Misión San Pedro Mártir de Verona
- Location: Ensenada Municipality, Baja California, Mexico
- Coordinates: 30°47′24″N 115°28′21″W﻿ / ﻿30.79000°N 115.47250°W
- Name as founded: Misión San Pedro Mártir de Verona
- Patron: Saint Peter
- Founded: April 27, 1794
- Founding Order: Dominican
- Native tribe(s) Spanish name(s): Kiliwa

= Misión San Pedro Mártir de Verona =

18th-century Spanish mission in Baja California, Mexico

Mission San Pedro Mártir de Verona (Misión San Pedro Mártir de Verona) was established by the Dominican missionary José Loriente on 27 April 1794, in the Sierra de San Pedro Mártir mountain range in northern Baja California, Mexico.

Located above 1,500 meters elevation and far inland, Mission San Pedro Mártir appears to represent an initiative by the Dominicans to extend control over the Kiliwa people who had lived outside the scope of the earlier coastal missions.

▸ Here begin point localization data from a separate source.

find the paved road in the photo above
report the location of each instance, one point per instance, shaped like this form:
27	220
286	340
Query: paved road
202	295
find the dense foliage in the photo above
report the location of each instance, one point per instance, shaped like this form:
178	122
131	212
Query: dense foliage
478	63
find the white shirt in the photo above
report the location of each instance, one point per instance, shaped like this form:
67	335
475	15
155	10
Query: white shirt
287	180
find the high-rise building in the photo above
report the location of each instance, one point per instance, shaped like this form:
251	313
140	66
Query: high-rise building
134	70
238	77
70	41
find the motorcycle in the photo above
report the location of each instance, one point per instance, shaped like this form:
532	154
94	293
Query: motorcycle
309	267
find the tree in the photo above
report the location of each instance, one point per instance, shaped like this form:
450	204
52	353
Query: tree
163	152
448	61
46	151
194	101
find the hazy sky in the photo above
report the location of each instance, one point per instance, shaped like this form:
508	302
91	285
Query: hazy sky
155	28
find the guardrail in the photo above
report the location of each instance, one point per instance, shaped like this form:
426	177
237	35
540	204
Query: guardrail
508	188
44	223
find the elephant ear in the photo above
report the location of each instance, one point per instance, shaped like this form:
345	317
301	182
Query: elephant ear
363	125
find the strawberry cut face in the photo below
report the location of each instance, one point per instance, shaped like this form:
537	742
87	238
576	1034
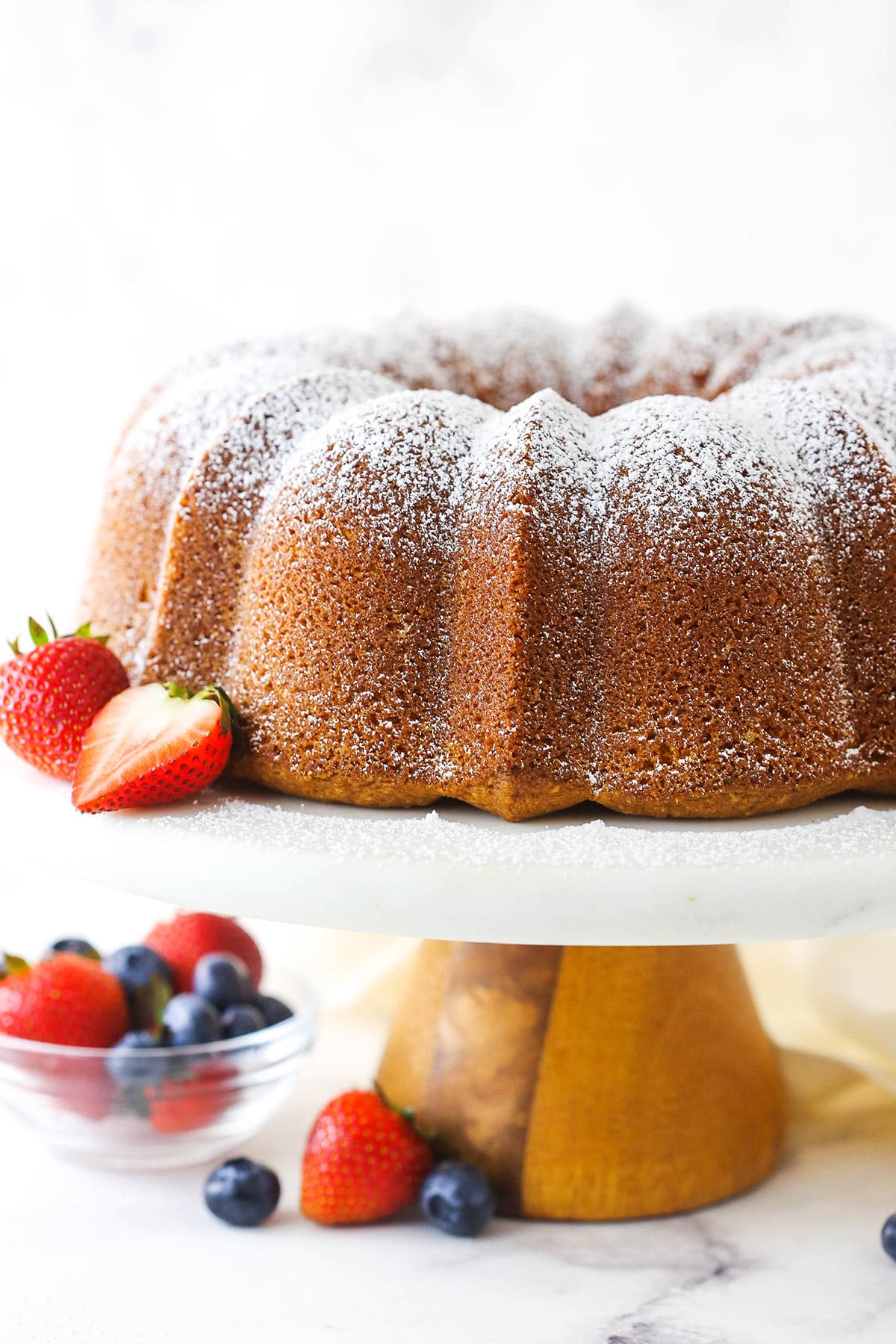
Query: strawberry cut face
152	745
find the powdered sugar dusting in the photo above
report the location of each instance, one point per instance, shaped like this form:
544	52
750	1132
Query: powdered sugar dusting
586	838
324	507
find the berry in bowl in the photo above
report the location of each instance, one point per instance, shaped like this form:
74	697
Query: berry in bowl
125	1062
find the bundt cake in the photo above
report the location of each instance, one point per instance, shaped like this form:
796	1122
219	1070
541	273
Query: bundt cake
526	564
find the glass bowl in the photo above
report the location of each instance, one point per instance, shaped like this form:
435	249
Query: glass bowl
180	1105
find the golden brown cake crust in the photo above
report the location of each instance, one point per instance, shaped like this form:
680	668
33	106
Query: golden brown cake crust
524	564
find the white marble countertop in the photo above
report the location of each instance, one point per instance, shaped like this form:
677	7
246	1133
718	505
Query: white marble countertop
101	1258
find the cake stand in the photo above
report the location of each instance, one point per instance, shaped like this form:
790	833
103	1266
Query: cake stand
578	1021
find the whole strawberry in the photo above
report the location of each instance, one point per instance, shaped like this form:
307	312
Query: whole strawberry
363	1162
151	745
67	1001
50	697
188	937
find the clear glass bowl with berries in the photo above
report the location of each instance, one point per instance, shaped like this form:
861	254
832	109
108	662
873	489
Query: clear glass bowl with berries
155	1057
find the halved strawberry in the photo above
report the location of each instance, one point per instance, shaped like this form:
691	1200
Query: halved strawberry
50	695
155	744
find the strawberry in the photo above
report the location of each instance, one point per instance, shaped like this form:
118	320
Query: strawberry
363	1162
50	695
180	1104
191	936
65	1001
155	744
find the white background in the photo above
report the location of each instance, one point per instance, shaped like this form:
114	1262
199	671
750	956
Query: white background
176	172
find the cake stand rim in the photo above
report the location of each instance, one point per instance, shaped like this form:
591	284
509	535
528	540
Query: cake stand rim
751	880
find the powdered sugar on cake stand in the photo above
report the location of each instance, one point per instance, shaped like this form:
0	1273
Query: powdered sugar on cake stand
586	877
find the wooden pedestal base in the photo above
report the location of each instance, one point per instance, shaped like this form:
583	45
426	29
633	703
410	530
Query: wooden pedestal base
590	1082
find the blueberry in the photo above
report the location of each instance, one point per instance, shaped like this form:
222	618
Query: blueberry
240	1021
191	1021
78	945
273	1009
222	979
137	1070
457	1199
242	1192
148	983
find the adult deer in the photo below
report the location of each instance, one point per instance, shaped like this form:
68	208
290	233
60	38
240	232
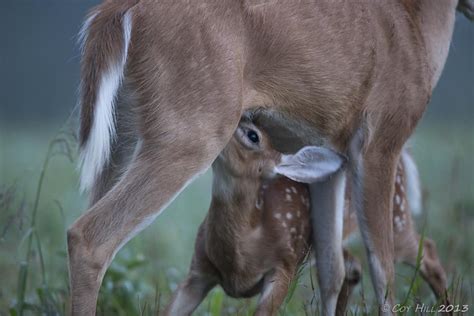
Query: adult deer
257	231
164	84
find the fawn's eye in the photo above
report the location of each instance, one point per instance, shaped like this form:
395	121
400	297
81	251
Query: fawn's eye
253	136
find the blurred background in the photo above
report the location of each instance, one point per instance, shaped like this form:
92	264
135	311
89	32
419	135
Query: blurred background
39	196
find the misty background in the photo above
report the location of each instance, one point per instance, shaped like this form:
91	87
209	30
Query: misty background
40	65
39	76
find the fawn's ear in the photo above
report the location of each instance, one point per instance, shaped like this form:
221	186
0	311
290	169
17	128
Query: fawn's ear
310	164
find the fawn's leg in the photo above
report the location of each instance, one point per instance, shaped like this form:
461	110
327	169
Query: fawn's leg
352	278
274	291
202	277
327	213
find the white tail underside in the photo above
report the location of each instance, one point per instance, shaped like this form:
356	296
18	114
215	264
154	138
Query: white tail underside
96	151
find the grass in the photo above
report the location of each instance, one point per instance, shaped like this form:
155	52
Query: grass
39	199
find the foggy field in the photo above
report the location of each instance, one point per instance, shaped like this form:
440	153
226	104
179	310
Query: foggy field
40	68
150	266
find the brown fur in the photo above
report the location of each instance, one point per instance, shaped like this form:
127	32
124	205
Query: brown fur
259	225
195	66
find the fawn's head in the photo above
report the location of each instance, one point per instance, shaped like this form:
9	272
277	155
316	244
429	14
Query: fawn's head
250	155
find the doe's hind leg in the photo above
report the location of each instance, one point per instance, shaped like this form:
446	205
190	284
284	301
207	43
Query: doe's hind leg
157	174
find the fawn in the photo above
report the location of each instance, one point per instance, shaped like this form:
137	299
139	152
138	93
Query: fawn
257	231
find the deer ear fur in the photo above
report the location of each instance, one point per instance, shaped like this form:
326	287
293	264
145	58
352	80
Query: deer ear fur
310	164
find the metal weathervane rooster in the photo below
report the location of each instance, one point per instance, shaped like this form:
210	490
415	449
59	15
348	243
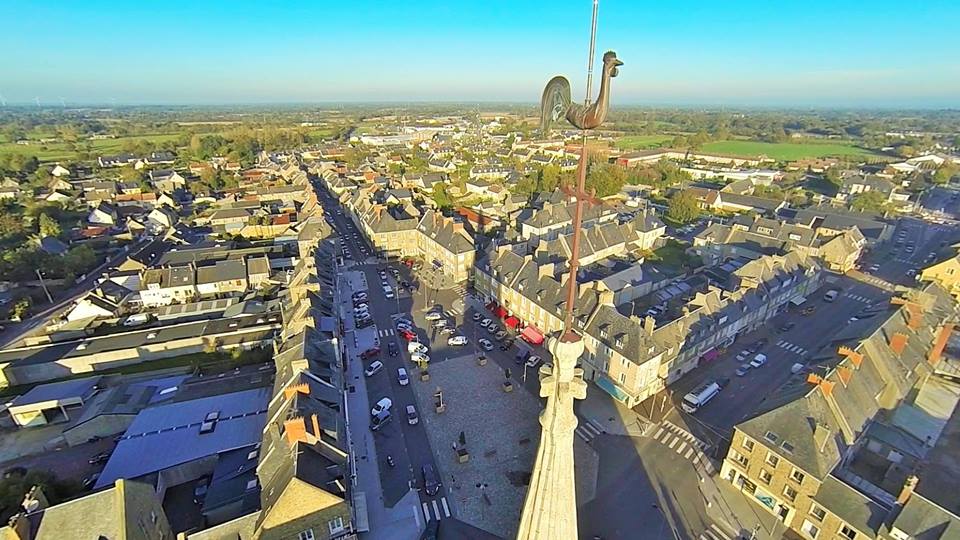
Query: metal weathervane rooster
556	99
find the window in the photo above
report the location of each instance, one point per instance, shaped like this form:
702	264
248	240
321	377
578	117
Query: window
797	476
810	529
765	476
847	532
335	525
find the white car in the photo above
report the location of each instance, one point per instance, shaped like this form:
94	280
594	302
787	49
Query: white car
374	368
383	405
457	341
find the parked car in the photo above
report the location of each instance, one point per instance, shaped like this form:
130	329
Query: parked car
412	417
431	483
457	341
758	360
383	404
373	369
99	458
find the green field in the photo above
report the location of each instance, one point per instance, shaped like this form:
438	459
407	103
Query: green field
640	142
61	152
786	151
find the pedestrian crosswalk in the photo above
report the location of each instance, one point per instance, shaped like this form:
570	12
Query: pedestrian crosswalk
787	346
440	510
588	429
715	533
684	443
858	298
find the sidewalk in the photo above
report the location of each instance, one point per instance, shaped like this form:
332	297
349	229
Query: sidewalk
401	522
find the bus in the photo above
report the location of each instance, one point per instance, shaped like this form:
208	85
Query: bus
699	396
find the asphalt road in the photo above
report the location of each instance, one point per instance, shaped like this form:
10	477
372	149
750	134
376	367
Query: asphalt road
17	331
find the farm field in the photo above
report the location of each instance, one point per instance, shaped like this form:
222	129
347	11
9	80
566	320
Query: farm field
61	152
640	142
786	151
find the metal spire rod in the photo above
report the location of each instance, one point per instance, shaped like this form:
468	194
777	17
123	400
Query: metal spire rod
580	193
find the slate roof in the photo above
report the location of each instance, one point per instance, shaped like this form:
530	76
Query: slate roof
174	428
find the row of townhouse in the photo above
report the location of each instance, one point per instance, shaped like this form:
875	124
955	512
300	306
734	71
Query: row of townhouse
859	447
752	236
401	230
630	357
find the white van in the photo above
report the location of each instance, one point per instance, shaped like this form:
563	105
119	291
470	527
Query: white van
699	396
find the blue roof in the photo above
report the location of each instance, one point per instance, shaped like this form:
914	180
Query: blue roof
76	388
168	435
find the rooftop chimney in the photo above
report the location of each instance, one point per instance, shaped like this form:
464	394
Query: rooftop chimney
821	434
909	485
19	527
898	342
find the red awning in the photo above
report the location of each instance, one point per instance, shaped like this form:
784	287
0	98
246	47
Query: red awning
532	335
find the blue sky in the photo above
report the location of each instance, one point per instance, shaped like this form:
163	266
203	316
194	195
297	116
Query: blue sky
751	52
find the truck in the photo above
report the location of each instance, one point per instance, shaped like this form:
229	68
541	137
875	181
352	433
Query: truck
699	396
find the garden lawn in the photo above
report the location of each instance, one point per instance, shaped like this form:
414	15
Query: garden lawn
786	151
639	142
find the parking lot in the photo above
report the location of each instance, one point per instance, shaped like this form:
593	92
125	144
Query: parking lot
790	339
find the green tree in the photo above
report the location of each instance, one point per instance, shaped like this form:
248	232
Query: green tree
683	207
944	173
49	226
869	201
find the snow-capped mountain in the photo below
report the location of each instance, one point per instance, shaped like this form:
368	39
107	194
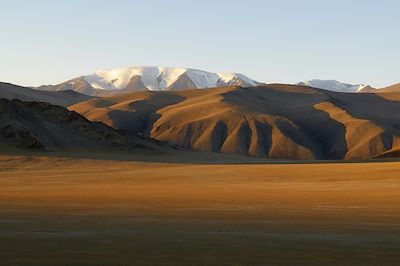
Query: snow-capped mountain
150	78
333	85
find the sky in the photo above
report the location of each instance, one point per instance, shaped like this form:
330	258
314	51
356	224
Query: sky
287	41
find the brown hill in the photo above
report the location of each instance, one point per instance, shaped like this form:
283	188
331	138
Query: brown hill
62	98
37	125
393	88
274	121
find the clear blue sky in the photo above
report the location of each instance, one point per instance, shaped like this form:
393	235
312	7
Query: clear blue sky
355	41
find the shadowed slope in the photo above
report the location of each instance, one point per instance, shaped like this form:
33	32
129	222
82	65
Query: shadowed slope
62	98
36	125
274	121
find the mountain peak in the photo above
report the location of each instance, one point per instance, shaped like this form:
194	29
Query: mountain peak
156	78
333	85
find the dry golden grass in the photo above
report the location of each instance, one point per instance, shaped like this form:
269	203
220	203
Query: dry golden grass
63	211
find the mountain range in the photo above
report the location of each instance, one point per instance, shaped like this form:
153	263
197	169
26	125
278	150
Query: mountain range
130	79
220	113
122	80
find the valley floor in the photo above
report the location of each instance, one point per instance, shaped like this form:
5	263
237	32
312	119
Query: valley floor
70	211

The first site of the mission was Casilepe; later in the same year it was relocated to Ajantequedo, about 13 kilometers to the northeast. The date for the closing of the mission is somewhat uncertain, being reported as both 1806 and 1824. The mission's neophytes were relocated to Mission Santo Domingo.

==Conservation==
Archaeological explorations have located possible traces of the first mission site. Foundations and walls survive at the second mission site.